Admiral Ramdoss was addressing the media at Idinthakarai near Kudankulam on Monday.
“In my view no assurance on safety has been made by the Central government, the Russian government, NPCIL, Department of Atomic Energy or any expert from the Indian officialdom,” he noted.
In the past, experts had certified nuclear energy plants to be safe.
These included plants such as Three Mile Island in the US, Chernobyl in Ukraine and Fukushima in Japan. Yet these plants suffered accidents, he pointed out. Design of the equipment, natural causes beyond our control and human failure could cause accidents, Mr. Ramdoss warned.
“People have the right to protect themselves from the risks of nuclear energy, but all these rights have been scuttled. They have been told lies that the emerging nuclear plant is safe. It is time to give up this unsafe project and the government authorities should find alternative source of energy to safeguard the lives of the people in the vicinity of Kudankulam and protect their livelihood,.” he said.
Binayak Sen, national vice-president, People’s Union for Civil Liberty, said the judicial process had been misused and AERB norms were being flouted in the process of commissioning this nuclear plant.
The protest by the people against nuclear energy was being suppressed. The PUCL and human rights organisations had been engaged in the withdrawal of sedition charges levelled against the protesters.
Praful Bidwai, senior journalist, said fake cases had been foisted on the protesters. As many as 325 cases were filed against those involved in the agitation at Idinthakarai. Charge sheets were filed against 1,20, 000 people and 13, 350 were charged with waging a war against the State and criminal conspiracy.

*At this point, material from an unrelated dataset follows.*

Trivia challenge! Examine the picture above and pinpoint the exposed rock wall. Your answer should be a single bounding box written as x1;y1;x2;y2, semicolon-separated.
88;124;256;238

As many as 8,456 persons were booked on sedition charges, 18,143 persons accused of attempt to murder and 15,565 persons charged with destroying government properties. Sixty-six persons were arrested and nine imprisoned. Forty-five persons were released on conditional bail.
Children performed cultural programmes on the eve of the New Year. S.P. Udhayakumar, convener, People’s Movement Against Nuclear Energy, and members of organisations against nuclear energy from various States took part in the agitation. The agitation at Idinthakarai has crossed 500 days.